Rahman plays a stirring string section after the pause, speaking for staggered Jalal, whose inexpressible feelings are imploding within. The strings slowly fade into the main love theme. Plucks of Harp sound in sync with mind flaps of Jalal, who is standing there, without being able to understand what he feels inside; “Is this love?” - He seems to be asking himself. The strings begin to play the main melody of the theme when Jodhaa gets up and shows him the Pooja Aarti plate, and cello staccatos are perfectly in sync with the slight humour in the way Jalal stands curiously clueless of what he should do, in spite of Jodhaa gesturing him towards the plate with her eyes. Jodhaa takes the plate closer and asks him to apply Vermillion mark on her forehead for which Rahman plucks the staccatos again.

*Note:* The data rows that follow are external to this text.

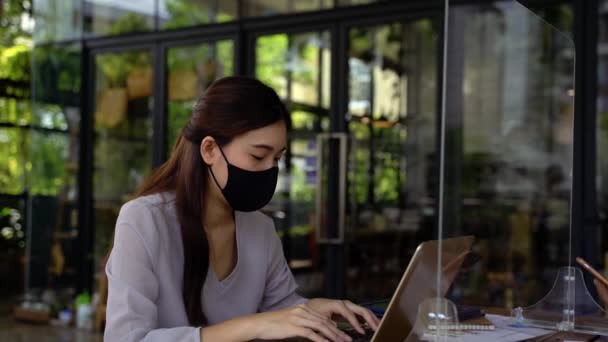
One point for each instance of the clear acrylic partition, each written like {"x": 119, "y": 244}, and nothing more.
{"x": 505, "y": 171}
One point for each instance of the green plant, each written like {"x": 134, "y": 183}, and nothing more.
{"x": 11, "y": 228}
{"x": 185, "y": 13}
{"x": 15, "y": 63}
{"x": 131, "y": 22}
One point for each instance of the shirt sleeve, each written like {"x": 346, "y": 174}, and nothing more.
{"x": 132, "y": 292}
{"x": 280, "y": 291}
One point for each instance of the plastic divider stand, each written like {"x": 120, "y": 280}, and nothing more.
{"x": 568, "y": 305}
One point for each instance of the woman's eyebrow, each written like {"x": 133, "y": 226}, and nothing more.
{"x": 267, "y": 147}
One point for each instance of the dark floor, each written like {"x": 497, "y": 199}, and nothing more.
{"x": 14, "y": 331}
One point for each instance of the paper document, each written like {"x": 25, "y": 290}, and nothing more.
{"x": 503, "y": 332}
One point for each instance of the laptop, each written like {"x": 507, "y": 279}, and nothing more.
{"x": 419, "y": 282}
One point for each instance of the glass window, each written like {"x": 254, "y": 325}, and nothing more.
{"x": 13, "y": 156}
{"x": 602, "y": 129}
{"x": 53, "y": 168}
{"x": 114, "y": 17}
{"x": 191, "y": 70}
{"x": 183, "y": 13}
{"x": 57, "y": 20}
{"x": 509, "y": 123}
{"x": 123, "y": 129}
{"x": 391, "y": 117}
{"x": 254, "y": 8}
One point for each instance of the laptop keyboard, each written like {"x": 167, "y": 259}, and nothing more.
{"x": 357, "y": 337}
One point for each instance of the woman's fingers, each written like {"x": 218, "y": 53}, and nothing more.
{"x": 308, "y": 334}
{"x": 317, "y": 314}
{"x": 328, "y": 330}
{"x": 341, "y": 308}
{"x": 369, "y": 317}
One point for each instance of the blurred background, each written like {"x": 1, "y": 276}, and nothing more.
{"x": 93, "y": 94}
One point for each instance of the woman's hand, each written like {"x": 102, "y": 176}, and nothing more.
{"x": 328, "y": 307}
{"x": 297, "y": 321}
{"x": 602, "y": 291}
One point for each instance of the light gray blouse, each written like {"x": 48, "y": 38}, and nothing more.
{"x": 145, "y": 274}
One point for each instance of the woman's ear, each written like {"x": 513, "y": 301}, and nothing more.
{"x": 208, "y": 150}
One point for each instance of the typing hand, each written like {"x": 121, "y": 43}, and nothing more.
{"x": 328, "y": 307}
{"x": 297, "y": 321}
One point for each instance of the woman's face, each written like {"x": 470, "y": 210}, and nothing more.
{"x": 256, "y": 150}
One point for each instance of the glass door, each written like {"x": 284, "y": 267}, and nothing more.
{"x": 122, "y": 137}
{"x": 297, "y": 66}
{"x": 392, "y": 123}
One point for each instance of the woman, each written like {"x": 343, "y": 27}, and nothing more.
{"x": 193, "y": 259}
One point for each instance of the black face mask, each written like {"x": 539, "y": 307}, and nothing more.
{"x": 248, "y": 190}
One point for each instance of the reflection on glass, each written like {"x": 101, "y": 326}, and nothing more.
{"x": 123, "y": 128}
{"x": 297, "y": 67}
{"x": 183, "y": 13}
{"x": 13, "y": 149}
{"x": 255, "y": 8}
{"x": 508, "y": 169}
{"x": 602, "y": 133}
{"x": 191, "y": 70}
{"x": 391, "y": 112}
{"x": 103, "y": 17}
{"x": 57, "y": 20}
{"x": 52, "y": 168}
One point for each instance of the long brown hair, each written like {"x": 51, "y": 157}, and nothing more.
{"x": 231, "y": 106}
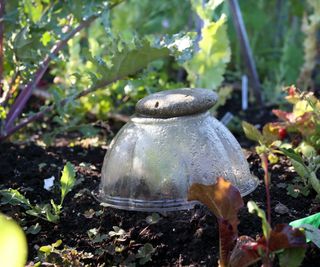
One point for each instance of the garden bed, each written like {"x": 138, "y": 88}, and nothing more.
{"x": 185, "y": 238}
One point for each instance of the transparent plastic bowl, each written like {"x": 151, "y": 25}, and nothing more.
{"x": 152, "y": 162}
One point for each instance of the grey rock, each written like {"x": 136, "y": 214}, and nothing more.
{"x": 281, "y": 209}
{"x": 176, "y": 103}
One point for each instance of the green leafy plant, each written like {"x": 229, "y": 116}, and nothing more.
{"x": 110, "y": 65}
{"x": 50, "y": 212}
{"x": 13, "y": 243}
{"x": 64, "y": 256}
{"x": 311, "y": 225}
{"x": 281, "y": 137}
{"x": 307, "y": 170}
{"x": 268, "y": 139}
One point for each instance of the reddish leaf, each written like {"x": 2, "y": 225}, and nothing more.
{"x": 283, "y": 115}
{"x": 222, "y": 198}
{"x": 285, "y": 236}
{"x": 244, "y": 253}
{"x": 227, "y": 240}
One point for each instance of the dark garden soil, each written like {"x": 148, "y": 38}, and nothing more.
{"x": 186, "y": 238}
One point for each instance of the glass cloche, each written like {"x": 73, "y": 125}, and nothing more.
{"x": 171, "y": 142}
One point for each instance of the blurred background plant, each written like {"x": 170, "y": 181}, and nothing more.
{"x": 85, "y": 64}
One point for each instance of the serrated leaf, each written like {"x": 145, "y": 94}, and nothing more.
{"x": 253, "y": 208}
{"x": 311, "y": 224}
{"x": 13, "y": 243}
{"x": 33, "y": 9}
{"x": 130, "y": 61}
{"x": 252, "y": 132}
{"x": 67, "y": 180}
{"x": 14, "y": 197}
{"x": 206, "y": 68}
{"x": 34, "y": 229}
{"x": 46, "y": 38}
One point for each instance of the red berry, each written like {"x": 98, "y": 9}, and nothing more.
{"x": 292, "y": 91}
{"x": 282, "y": 133}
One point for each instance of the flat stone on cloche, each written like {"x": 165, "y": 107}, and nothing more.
{"x": 176, "y": 103}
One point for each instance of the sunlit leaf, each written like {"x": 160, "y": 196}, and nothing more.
{"x": 68, "y": 179}
{"x": 222, "y": 198}
{"x": 311, "y": 225}
{"x": 13, "y": 243}
{"x": 14, "y": 197}
{"x": 253, "y": 208}
{"x": 206, "y": 68}
{"x": 241, "y": 255}
{"x": 252, "y": 132}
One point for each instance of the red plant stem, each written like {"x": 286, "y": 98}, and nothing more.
{"x": 26, "y": 93}
{"x": 7, "y": 95}
{"x": 264, "y": 161}
{"x": 2, "y": 10}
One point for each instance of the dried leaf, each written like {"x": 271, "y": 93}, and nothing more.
{"x": 222, "y": 198}
{"x": 244, "y": 253}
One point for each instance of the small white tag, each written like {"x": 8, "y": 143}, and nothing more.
{"x": 48, "y": 183}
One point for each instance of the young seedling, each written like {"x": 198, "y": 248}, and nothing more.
{"x": 311, "y": 225}
{"x": 49, "y": 212}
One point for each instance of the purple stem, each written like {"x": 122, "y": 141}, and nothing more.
{"x": 2, "y": 10}
{"x": 26, "y": 93}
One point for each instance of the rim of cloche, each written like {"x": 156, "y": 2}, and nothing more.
{"x": 176, "y": 103}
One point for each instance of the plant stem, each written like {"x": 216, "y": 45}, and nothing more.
{"x": 2, "y": 10}
{"x": 246, "y": 49}
{"x": 41, "y": 113}
{"x": 24, "y": 96}
{"x": 264, "y": 161}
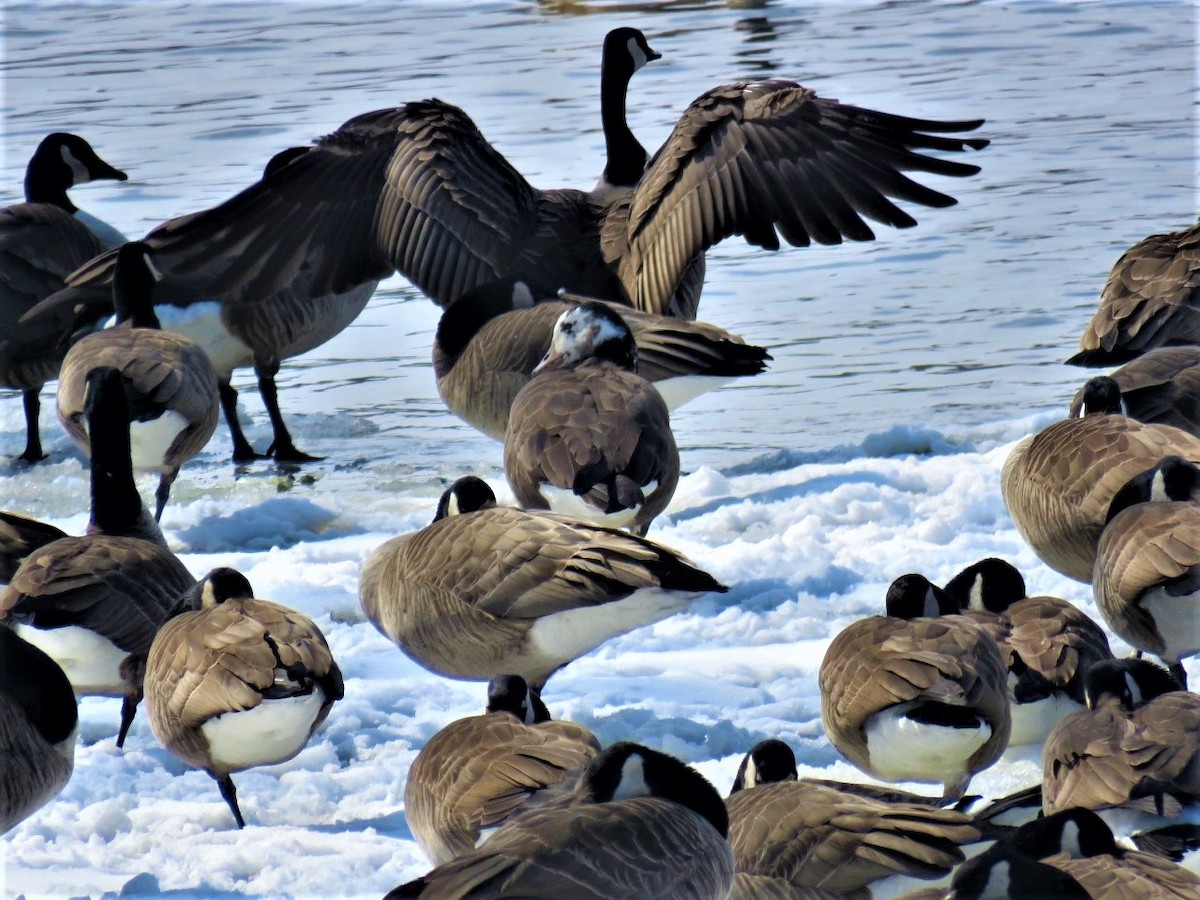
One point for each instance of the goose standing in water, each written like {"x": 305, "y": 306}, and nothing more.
{"x": 588, "y": 436}
{"x": 95, "y": 603}
{"x": 486, "y": 591}
{"x": 39, "y": 723}
{"x": 174, "y": 387}
{"x": 238, "y": 682}
{"x": 42, "y": 240}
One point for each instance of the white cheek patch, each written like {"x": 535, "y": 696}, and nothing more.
{"x": 78, "y": 171}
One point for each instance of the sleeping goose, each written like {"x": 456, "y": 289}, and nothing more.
{"x": 1150, "y": 300}
{"x": 94, "y": 603}
{"x": 238, "y": 682}
{"x": 588, "y": 435}
{"x": 1162, "y": 385}
{"x": 42, "y": 240}
{"x": 487, "y": 591}
{"x": 807, "y": 835}
{"x": 1057, "y": 484}
{"x": 419, "y": 190}
{"x": 916, "y": 699}
{"x": 1146, "y": 581}
{"x": 479, "y": 772}
{"x": 39, "y": 724}
{"x": 490, "y": 340}
{"x": 173, "y": 384}
{"x": 640, "y": 825}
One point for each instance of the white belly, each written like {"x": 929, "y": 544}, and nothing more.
{"x": 202, "y": 323}
{"x": 905, "y": 750}
{"x": 274, "y": 731}
{"x": 93, "y": 664}
{"x": 150, "y": 441}
{"x": 1177, "y": 619}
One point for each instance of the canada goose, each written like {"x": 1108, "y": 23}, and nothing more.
{"x": 490, "y": 340}
{"x": 1161, "y": 387}
{"x": 640, "y": 823}
{"x": 487, "y": 591}
{"x": 1146, "y": 581}
{"x": 1139, "y": 737}
{"x": 588, "y": 435}
{"x": 174, "y": 387}
{"x": 1147, "y": 301}
{"x": 916, "y": 700}
{"x": 478, "y": 772}
{"x": 1047, "y": 643}
{"x": 238, "y": 682}
{"x": 94, "y": 603}
{"x": 42, "y": 241}
{"x": 811, "y": 835}
{"x": 1057, "y": 484}
{"x": 37, "y": 729}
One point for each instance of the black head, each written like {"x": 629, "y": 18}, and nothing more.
{"x": 511, "y": 694}
{"x": 133, "y": 281}
{"x": 1077, "y": 832}
{"x": 993, "y": 585}
{"x": 768, "y": 761}
{"x": 35, "y": 683}
{"x": 1173, "y": 478}
{"x": 1132, "y": 682}
{"x": 467, "y": 495}
{"x": 913, "y": 595}
{"x": 1101, "y": 395}
{"x": 627, "y": 769}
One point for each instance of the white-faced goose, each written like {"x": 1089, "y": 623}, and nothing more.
{"x": 1146, "y": 581}
{"x": 42, "y": 241}
{"x": 640, "y": 823}
{"x": 589, "y": 436}
{"x": 1161, "y": 387}
{"x": 808, "y": 835}
{"x": 487, "y": 591}
{"x": 477, "y": 773}
{"x": 37, "y": 729}
{"x": 1138, "y": 738}
{"x": 420, "y": 191}
{"x": 916, "y": 699}
{"x": 1057, "y": 484}
{"x": 1150, "y": 300}
{"x": 238, "y": 682}
{"x": 172, "y": 382}
{"x": 490, "y": 340}
{"x": 1047, "y": 643}
{"x": 95, "y": 603}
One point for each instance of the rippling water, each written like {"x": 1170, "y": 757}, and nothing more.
{"x": 960, "y": 322}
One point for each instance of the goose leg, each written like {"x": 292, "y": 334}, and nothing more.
{"x": 281, "y": 448}
{"x": 241, "y": 449}
{"x": 231, "y": 797}
{"x": 33, "y": 437}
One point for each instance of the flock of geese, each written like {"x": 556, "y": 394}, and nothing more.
{"x": 569, "y": 334}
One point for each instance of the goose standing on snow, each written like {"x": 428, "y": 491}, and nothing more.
{"x": 174, "y": 387}
{"x": 1057, "y": 484}
{"x": 487, "y": 591}
{"x": 42, "y": 241}
{"x": 640, "y": 823}
{"x": 478, "y": 772}
{"x": 95, "y": 603}
{"x": 916, "y": 699}
{"x": 1150, "y": 300}
{"x": 1146, "y": 581}
{"x": 238, "y": 682}
{"x": 39, "y": 724}
{"x": 490, "y": 340}
{"x": 588, "y": 436}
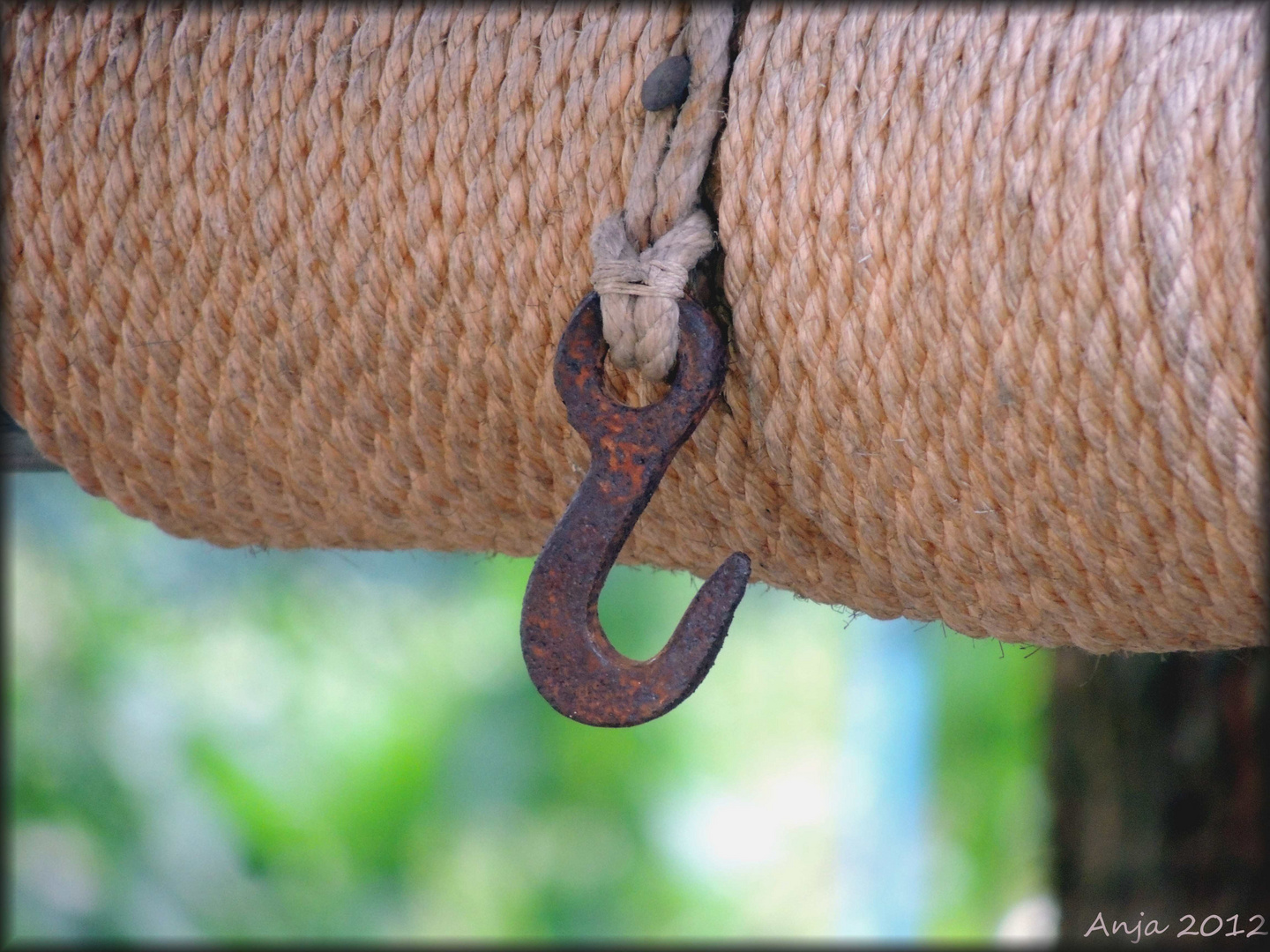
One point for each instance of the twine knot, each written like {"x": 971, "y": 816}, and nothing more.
{"x": 639, "y": 291}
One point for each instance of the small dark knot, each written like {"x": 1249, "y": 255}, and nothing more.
{"x": 667, "y": 86}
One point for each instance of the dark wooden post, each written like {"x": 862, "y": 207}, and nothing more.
{"x": 1159, "y": 770}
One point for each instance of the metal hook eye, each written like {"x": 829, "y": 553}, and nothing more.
{"x": 571, "y": 660}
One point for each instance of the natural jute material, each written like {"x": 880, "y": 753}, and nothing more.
{"x": 295, "y": 279}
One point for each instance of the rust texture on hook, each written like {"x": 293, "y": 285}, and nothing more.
{"x": 569, "y": 658}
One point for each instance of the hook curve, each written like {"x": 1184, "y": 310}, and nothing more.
{"x": 569, "y": 658}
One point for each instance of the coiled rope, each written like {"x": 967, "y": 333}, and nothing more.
{"x": 294, "y": 277}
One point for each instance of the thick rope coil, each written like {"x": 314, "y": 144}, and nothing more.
{"x": 295, "y": 277}
{"x": 639, "y": 290}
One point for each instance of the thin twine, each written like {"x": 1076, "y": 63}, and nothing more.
{"x": 639, "y": 288}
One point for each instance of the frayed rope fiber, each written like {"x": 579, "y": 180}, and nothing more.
{"x": 295, "y": 277}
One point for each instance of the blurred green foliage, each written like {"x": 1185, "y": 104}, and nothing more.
{"x": 312, "y": 744}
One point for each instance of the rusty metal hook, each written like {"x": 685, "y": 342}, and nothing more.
{"x": 569, "y": 658}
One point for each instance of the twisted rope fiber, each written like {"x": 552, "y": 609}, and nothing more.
{"x": 639, "y": 290}
{"x": 294, "y": 277}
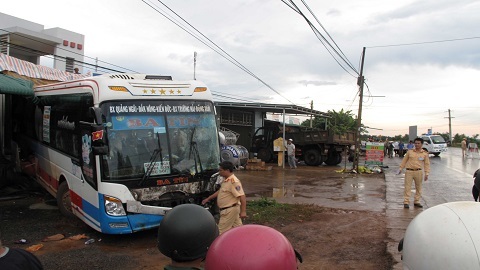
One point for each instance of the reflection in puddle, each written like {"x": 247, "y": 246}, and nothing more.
{"x": 282, "y": 192}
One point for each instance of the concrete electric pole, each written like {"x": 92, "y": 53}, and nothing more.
{"x": 360, "y": 82}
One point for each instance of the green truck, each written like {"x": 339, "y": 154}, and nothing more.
{"x": 313, "y": 146}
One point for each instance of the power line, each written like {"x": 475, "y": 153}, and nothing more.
{"x": 424, "y": 42}
{"x": 222, "y": 53}
{"x": 328, "y": 46}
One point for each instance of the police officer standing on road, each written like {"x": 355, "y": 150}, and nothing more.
{"x": 413, "y": 161}
{"x": 230, "y": 199}
{"x": 291, "y": 154}
{"x": 185, "y": 234}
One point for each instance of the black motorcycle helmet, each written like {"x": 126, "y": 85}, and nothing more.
{"x": 186, "y": 232}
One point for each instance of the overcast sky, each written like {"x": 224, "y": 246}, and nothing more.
{"x": 408, "y": 85}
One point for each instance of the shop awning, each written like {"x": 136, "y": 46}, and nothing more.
{"x": 15, "y": 86}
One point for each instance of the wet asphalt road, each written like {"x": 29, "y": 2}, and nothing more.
{"x": 450, "y": 180}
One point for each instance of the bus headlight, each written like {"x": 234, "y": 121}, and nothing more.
{"x": 114, "y": 206}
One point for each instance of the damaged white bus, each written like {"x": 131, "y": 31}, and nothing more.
{"x": 119, "y": 150}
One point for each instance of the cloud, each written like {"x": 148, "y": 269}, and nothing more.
{"x": 316, "y": 83}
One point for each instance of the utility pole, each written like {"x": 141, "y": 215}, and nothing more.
{"x": 311, "y": 107}
{"x": 450, "y": 125}
{"x": 360, "y": 82}
{"x": 194, "y": 64}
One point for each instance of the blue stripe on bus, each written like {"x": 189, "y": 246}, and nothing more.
{"x": 90, "y": 210}
{"x": 141, "y": 222}
{"x": 125, "y": 224}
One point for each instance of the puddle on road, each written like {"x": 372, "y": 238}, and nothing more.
{"x": 282, "y": 192}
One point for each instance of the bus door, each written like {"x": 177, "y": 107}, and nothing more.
{"x": 84, "y": 191}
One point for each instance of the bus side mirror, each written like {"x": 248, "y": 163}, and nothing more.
{"x": 99, "y": 143}
{"x": 96, "y": 113}
{"x": 100, "y": 150}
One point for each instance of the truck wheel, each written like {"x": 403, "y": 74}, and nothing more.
{"x": 265, "y": 155}
{"x": 312, "y": 157}
{"x": 333, "y": 158}
{"x": 64, "y": 201}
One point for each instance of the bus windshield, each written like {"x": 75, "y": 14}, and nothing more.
{"x": 159, "y": 138}
{"x": 437, "y": 139}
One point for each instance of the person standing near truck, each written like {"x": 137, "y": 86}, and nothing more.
{"x": 401, "y": 147}
{"x": 413, "y": 161}
{"x": 464, "y": 147}
{"x": 230, "y": 199}
{"x": 291, "y": 154}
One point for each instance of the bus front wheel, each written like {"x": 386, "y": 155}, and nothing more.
{"x": 64, "y": 201}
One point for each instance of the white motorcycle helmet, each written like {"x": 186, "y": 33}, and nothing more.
{"x": 446, "y": 236}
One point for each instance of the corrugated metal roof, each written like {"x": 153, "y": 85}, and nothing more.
{"x": 272, "y": 108}
{"x": 15, "y": 86}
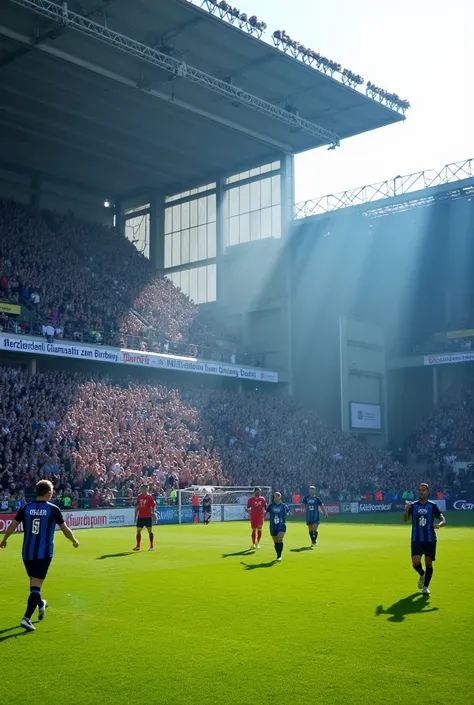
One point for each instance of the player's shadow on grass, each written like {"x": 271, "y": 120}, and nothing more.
{"x": 4, "y": 633}
{"x": 254, "y": 566}
{"x": 247, "y": 552}
{"x": 413, "y": 604}
{"x": 114, "y": 555}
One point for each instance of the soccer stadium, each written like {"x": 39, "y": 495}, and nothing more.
{"x": 184, "y": 347}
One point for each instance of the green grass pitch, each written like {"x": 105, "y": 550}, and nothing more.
{"x": 200, "y": 621}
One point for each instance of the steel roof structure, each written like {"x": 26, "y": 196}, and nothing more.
{"x": 161, "y": 95}
{"x": 398, "y": 194}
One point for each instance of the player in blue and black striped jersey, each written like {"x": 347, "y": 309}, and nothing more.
{"x": 424, "y": 515}
{"x": 39, "y": 519}
{"x": 313, "y": 503}
{"x": 277, "y": 511}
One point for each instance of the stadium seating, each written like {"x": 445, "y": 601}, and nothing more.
{"x": 87, "y": 433}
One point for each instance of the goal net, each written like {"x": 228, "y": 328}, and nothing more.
{"x": 227, "y": 503}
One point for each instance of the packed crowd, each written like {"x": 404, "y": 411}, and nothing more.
{"x": 86, "y": 282}
{"x": 95, "y": 434}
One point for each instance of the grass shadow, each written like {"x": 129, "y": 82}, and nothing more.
{"x": 413, "y": 604}
{"x": 19, "y": 631}
{"x": 246, "y": 552}
{"x": 114, "y": 555}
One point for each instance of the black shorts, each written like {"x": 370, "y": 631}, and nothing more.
{"x": 38, "y": 569}
{"x": 424, "y": 548}
{"x": 281, "y": 529}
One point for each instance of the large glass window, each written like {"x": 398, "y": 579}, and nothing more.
{"x": 199, "y": 283}
{"x": 190, "y": 231}
{"x": 258, "y": 171}
{"x": 252, "y": 211}
{"x": 137, "y": 230}
{"x": 191, "y": 192}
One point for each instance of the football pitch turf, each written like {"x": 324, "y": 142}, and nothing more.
{"x": 203, "y": 620}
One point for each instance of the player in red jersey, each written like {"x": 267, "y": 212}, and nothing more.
{"x": 256, "y": 508}
{"x": 144, "y": 516}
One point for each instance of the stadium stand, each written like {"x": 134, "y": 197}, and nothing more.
{"x": 89, "y": 433}
{"x": 92, "y": 284}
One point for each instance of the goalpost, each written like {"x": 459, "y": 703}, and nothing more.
{"x": 228, "y": 503}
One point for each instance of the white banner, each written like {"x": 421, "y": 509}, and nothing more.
{"x": 234, "y": 512}
{"x": 100, "y": 518}
{"x": 137, "y": 358}
{"x": 448, "y": 358}
{"x": 366, "y": 416}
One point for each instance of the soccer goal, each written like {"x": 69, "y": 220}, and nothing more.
{"x": 228, "y": 503}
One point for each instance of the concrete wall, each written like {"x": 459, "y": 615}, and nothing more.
{"x": 254, "y": 299}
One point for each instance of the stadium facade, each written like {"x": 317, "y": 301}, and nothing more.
{"x": 186, "y": 126}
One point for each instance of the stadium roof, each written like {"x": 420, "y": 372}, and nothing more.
{"x": 110, "y": 118}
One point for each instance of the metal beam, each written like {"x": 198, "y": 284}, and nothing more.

Jodhaa says ‘Sindhoor’ and the pleasing flute accompanies to Jalal’s relief as he now knows what to do and the lush, orchestral music closes in for the completeness of the moment, when Jalal applies Sindhoor on Jodhaa’s forehead. This is one of those scenes, in which every single note of music used by the composer reciprocates every frame conceived and captured by the filmmaker, elevating the emotions and eternally etching the moment in the minds of the audience.
In yet another private moment of Jodhaa and Akbar, which leads them to the ultimatum of In Lamhon ki song, Jodhaa wants to show something to Jalal; she has been learning calligraphy and she has written something to show her husband. Not so surprisingly, Rahman brings in the love theme in the very beginning of this episode. Jalal asks Jodhaa herself to read whatever she has written, and precisely when she says that a wife cannot spell out a husband’s name, a stirring string section – the one that was used when Jalal first saw Jodhaa eye-to-eye, begins to play here again. Repeating that strings piece is perfect here, because, then, it was the first time Jodhaa opened up her face for Jalal to see, and now, for the first time Jodhaa is opening up her heart to Jalal. The strings and Jodhaa’s love moist Akbar’s eyes, and when Jodhaa begins to spell the name “Jalaluddin Mohammed Akbar”, the love theme appears in its full glory for one last time in the film.
I initially wanted to post “Rigidly Rahmantic” and “Maestro’s Malleable Motifs” as a single post with “Ilaiyaraaja Vs A.R.Rahman” as title, but decided not to in the last moment, for obvious reasons.